国民党の候補が勝っても、新しい民進党の候補が勝っても、中国との距離を縮めようとする方向性を取ると見られており、その背景には北京が着実に進めている情報戦の足跡が見えてきます。

じわじわと中国との融和の推進というイメージが台湾の市民に刷り込まれていき、台湾企業による中国本土への投資と進出の凍結も徐々に解かれていくことで、より中国との経済的な結びつきが強化されていくイメージが次々と打ち出されるのが2023年かと思われます。

もちろん蔡英文総統は対中強硬策を崩すことは考えられませんが、すでに彼女の政権はレイムダック状態にあると言われており、台湾の政治コミュニティはすでに“次”に向けた準備を始めていると言われています。

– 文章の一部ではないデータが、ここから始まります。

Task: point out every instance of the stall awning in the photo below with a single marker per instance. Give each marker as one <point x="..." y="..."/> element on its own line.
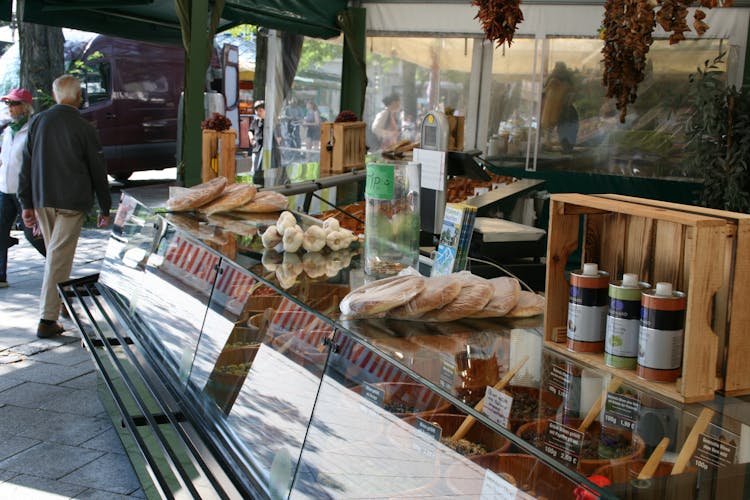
<point x="157" y="21"/>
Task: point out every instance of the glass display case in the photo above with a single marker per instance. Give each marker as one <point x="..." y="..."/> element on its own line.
<point x="296" y="402"/>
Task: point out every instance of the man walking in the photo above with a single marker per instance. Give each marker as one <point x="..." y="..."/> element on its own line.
<point x="63" y="168"/>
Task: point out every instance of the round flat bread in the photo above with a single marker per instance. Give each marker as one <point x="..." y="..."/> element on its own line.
<point x="438" y="292"/>
<point x="505" y="298"/>
<point x="381" y="295"/>
<point x="529" y="304"/>
<point x="197" y="196"/>
<point x="474" y="295"/>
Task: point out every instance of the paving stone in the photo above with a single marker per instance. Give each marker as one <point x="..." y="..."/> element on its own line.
<point x="78" y="402"/>
<point x="33" y="394"/>
<point x="108" y="473"/>
<point x="10" y="445"/>
<point x="50" y="460"/>
<point x="24" y="486"/>
<point x="107" y="441"/>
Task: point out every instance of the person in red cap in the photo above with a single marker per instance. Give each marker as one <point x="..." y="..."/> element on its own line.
<point x="14" y="140"/>
<point x="62" y="171"/>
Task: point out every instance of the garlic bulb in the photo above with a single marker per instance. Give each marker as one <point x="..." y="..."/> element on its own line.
<point x="271" y="259"/>
<point x="292" y="238"/>
<point x="286" y="220"/>
<point x="271" y="237"/>
<point x="314" y="264"/>
<point x="330" y="225"/>
<point x="337" y="240"/>
<point x="314" y="239"/>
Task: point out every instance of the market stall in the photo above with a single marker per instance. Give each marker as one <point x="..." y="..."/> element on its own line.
<point x="278" y="395"/>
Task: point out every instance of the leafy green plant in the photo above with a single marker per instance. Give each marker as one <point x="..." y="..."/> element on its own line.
<point x="719" y="138"/>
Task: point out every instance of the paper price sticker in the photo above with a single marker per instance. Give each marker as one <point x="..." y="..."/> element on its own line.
<point x="497" y="405"/>
<point x="379" y="183"/>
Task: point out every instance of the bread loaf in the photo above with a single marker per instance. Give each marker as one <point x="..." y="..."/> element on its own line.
<point x="197" y="195"/>
<point x="504" y="298"/>
<point x="529" y="304"/>
<point x="475" y="293"/>
<point x="381" y="296"/>
<point x="438" y="292"/>
<point x="233" y="196"/>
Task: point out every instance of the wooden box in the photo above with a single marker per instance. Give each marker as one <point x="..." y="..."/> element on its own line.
<point x="731" y="320"/>
<point x="683" y="248"/>
<point x="217" y="155"/>
<point x="342" y="146"/>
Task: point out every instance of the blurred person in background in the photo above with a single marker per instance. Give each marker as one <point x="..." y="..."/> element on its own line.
<point x="14" y="140"/>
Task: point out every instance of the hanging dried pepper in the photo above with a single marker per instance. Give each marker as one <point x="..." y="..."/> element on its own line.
<point x="627" y="32"/>
<point x="499" y="19"/>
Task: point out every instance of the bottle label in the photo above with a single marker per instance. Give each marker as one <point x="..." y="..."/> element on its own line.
<point x="379" y="183"/>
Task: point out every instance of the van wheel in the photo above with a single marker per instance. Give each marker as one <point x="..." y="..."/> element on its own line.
<point x="122" y="177"/>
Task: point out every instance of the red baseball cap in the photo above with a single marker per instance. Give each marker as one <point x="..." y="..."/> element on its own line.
<point x="21" y="95"/>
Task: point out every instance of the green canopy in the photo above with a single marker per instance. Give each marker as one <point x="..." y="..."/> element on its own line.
<point x="157" y="20"/>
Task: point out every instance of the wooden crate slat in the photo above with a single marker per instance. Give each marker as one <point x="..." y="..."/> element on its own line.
<point x="661" y="245"/>
<point x="562" y="240"/>
<point x="731" y="317"/>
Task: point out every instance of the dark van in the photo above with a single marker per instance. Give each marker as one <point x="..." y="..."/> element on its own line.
<point x="131" y="94"/>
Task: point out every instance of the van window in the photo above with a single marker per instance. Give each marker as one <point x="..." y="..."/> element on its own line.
<point x="97" y="82"/>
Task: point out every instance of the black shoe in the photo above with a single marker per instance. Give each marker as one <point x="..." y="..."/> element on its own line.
<point x="47" y="330"/>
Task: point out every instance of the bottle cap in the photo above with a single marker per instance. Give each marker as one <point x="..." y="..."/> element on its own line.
<point x="664" y="289"/>
<point x="630" y="280"/>
<point x="590" y="269"/>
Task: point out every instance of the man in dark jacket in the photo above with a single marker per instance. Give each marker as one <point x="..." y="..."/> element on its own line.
<point x="63" y="168"/>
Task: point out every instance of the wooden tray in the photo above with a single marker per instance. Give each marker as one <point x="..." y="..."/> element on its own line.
<point x="685" y="249"/>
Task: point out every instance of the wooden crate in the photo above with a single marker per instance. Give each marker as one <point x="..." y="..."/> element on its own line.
<point x="731" y="319"/>
<point x="342" y="146"/>
<point x="217" y="158"/>
<point x="683" y="248"/>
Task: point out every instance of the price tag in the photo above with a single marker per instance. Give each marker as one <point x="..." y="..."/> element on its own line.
<point x="496" y="487"/>
<point x="563" y="443"/>
<point x="429" y="428"/>
<point x="712" y="453"/>
<point x="379" y="183"/>
<point x="621" y="411"/>
<point x="558" y="382"/>
<point x="373" y="394"/>
<point x="497" y="405"/>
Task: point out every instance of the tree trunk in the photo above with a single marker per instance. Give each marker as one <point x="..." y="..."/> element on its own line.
<point x="42" y="59"/>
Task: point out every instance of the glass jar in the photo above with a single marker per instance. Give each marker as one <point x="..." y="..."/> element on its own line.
<point x="391" y="217"/>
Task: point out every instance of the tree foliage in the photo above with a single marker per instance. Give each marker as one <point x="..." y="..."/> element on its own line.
<point x="719" y="138"/>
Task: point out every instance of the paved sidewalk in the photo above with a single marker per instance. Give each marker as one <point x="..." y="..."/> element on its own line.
<point x="56" y="438"/>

そのような中、気になるのが、中国側が着々と進めている本土と中国を繋ぐ大橋の建設です。これはかなりの大工事になると思われますが、表面上は中台企業による合作という体を取り、融和のイメージと経済的に密接な関係のアピールを前面に出しつつ、中国が台湾併合・統一の最後の壁と考えてきた“物理的な接続”を可能にする狙いです。

以前にもお話ししましたが、仮に中国人民解放軍による“武力による併合”が行われる場合、台湾のコントロールを維持するためには相当のロジスティクス、つまり兵站の確保が必要となりますが、現時点では人民解放軍にその能力はまだなく、その獲得を阻んでいるのは噂の台湾海峡であるため、ここを橋でつないでしまうことで、海上輸送から陸上輸送による物資の供給が可能になるため、大きな弱点を克服することが可能になるようです。

もちろん、ロシア・ウクライナ戦争におけるクリミア大橋の爆破のように、何者かが爆破してしまわなければ…というbig ifがつきますが。

ただ台湾に対する北京からの圧力は一層強まることと思われます。習近平体制の第3期目も、実際の運用は3月からですが、すでに入っていると言っても過言ではなく、権力的な基盤は盤石と言えます。軍の中枢も習派が占めることから、クーデターの可能性も排除できますし、宿願である中華統一(台湾の併合)を高らかに宣言し、党内のベクトルも同じ方向に向かせたことは大きいと思われます。